I will establish it as an application of the following identity, justifying the presence of a $\frac{1}{\pi^2}$ term :
$$\sum_{n=1}^{\infty}\frac{1}{4^n\cos^2\frac{x}{2^n}}=\frac1{\sin^2x}-\frac1{x^2}$$
Its proof by different means is given in the answers to this question. Among them, one finds a proof using Viète's formulas...
Indeed, taking $x=\frac{\pi}{5}$ in (1), one gets, in the RHS :
$$\frac{1}{\sin^2 \frac{\pi}{5}}-\frac{25}{\pi^2}=\frac{4}{3-\pi}-\frac{25}{\pi^2}$$
On the LHS, detailing the first terms :
$$\color{red}{\underbrace{\frac{1}{4\cos^2\frac{\pi}{5 \times 2}}}_{= \ \frac{1}{2+\varphi}}}+\frac{1}{4^2\cos^2\frac{\pi}{5 \times 2^2}}+\frac{1}{4^3\cos^2\frac{\pi}{5 \times 2^3}}+\cdots$$
Why is the first term highlighted ? Because it is the single term which is not present in the series you have given.

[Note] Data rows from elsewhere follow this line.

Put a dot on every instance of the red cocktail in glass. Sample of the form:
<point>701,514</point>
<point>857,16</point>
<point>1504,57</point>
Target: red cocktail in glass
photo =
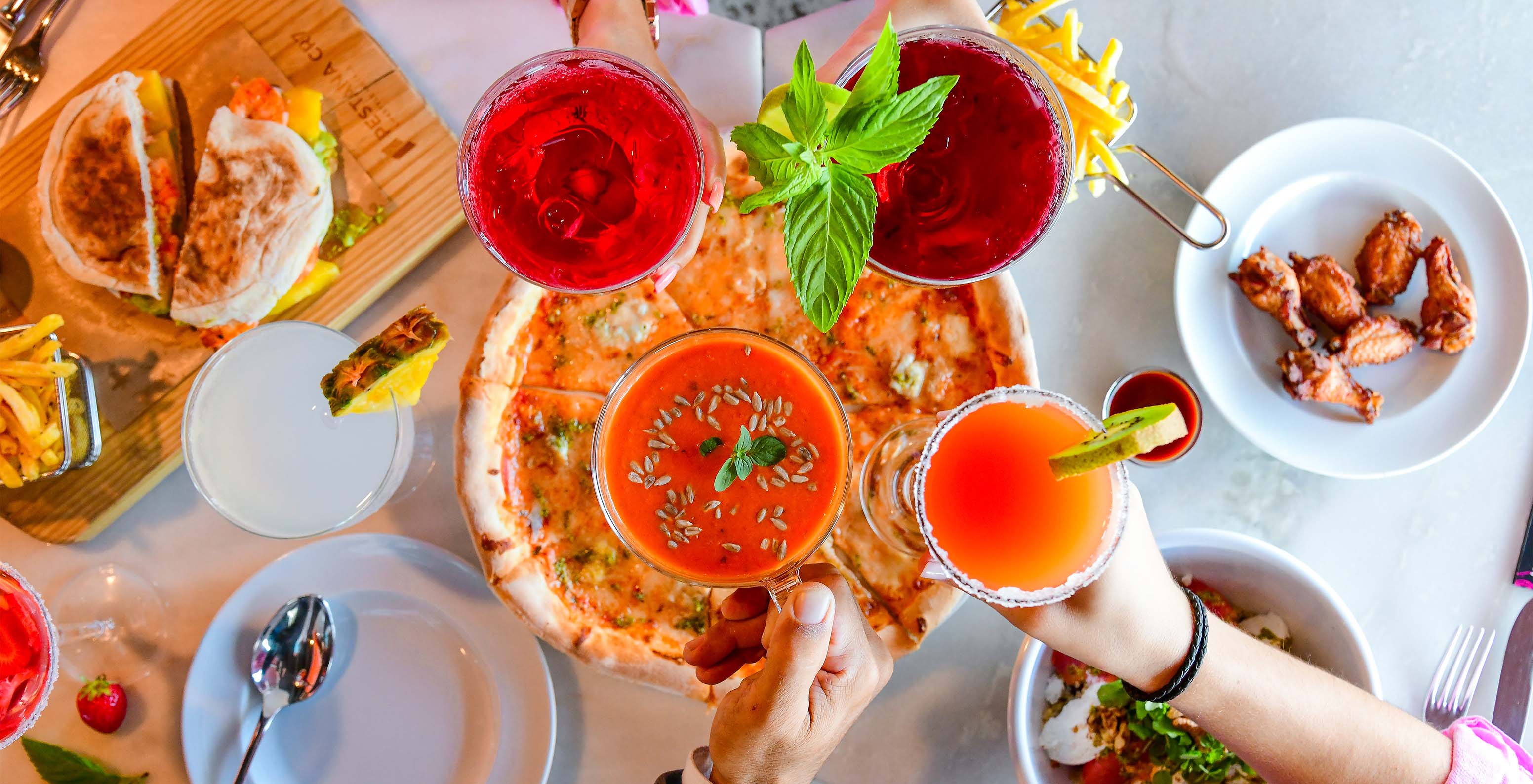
<point>989,180</point>
<point>580,170</point>
<point>28,656</point>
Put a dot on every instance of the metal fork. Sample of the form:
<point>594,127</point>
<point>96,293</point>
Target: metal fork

All the other terms are exactly the right ones :
Indeed, one can verify that :
$$4 \cos^2 \left(\frac{\pi}{5.2^k}\right)=\begin{cases}2+\varphi&(k=1)\\ 2+\sqrt{2+\varphi}&(k=2)\\2 + \sqrt{2+\sqrt{2+\varphi}}&(k=3)\\ \cdots \end{cases}$$
due to relationship :
$$\cos\left(\frac{\pi}{5.2^{k+1}}\right)=\frac12\left(1+\cos\left(\frac{\pi}{5.2^{k}}\right)\right) \iff $$
$$4\left(\cos\left(\frac{\pi}{5.2^{k+1}}\right)\right)^2=2+2 \cos\left(\frac{\pi}{5.2^{k}}\right) $$
It remains for completing the proof to subtract to the RHS the "added term" :
$$\frac{4}{3-\pi}-\frac{25}{\pi^2}-\color{red}{\frac{1}{2+\varphi}}=1+\varphi-\frac{25}{\pi^2}$$
as desired (using relationshup $\varphi^2=\varphi+1$, etc.).
Remark : the different special values such as $\sin \frac{\pi}{5}$, etc. can be found for example here.